Anyway you look at it, 2008 resulted in a de facto devaluation of the dollar against gold.
Yes, but then you have to explain the revaluation of the dollar against gold soon thereafter. I don't deny that the dollar was losing to gold in 2009-2011, but it was based on the expectations of the likely (or not so likely) collapse of the dollar system in the coming years rather than on reality. For example, there was no price hyperinflation or anything close to what can be loosely called that. When these expectations didn't come true, the speculative rise of gold mostly retrieved back to the baseline. In other words, it turned out to be only a temporary devaluation.
I try not to speculate on the precise cause of each price movement, at least in this kind of discussion.
In the 70s, gold went from $35/oz (a price set in 1934) to $800 around 1980, and then back down to the $300 level and basically stayed flat. In the mid 2000s, gold went eventually to the $2000 level, and then back down to the $1000 level in early to mid-2010s, and basically stayed flat.

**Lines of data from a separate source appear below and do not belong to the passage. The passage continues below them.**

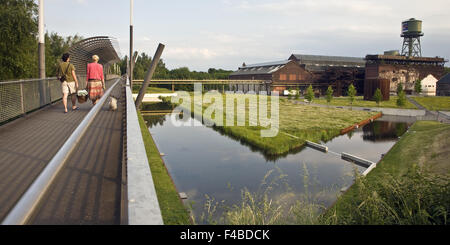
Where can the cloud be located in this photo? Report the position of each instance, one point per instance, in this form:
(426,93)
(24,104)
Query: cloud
(186,53)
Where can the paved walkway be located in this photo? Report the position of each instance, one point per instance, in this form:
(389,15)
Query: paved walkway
(87,191)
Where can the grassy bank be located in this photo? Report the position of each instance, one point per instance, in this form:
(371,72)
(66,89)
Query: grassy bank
(172,209)
(434,103)
(409,186)
(360,102)
(297,123)
(152,90)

We see a pattern. Gold basically holds flat most of the time, except for step-wise movements up ($35 to $300 to $1000.) But each step up, or devaluation of the dollar, is accompanied by a big overshoot, followed by a big drop. This overshoot-and-drop pattern also seems to hold with Bitcoin (and even more so with altcoins.)
Over the decades, we can formulate a theory *based on these numbers alone* that the dollar is essentially continuously devalued against gold, when the noise is taken out. (And I won't explicitly speculate as to why the noise is there!)
(BTW, we have to look at the pure price of gold in dollars, not 'inflation adjusted dollars,' as you call them. If there's such an asset as inflation adjusted dollars, please let me know and I would love to own it!)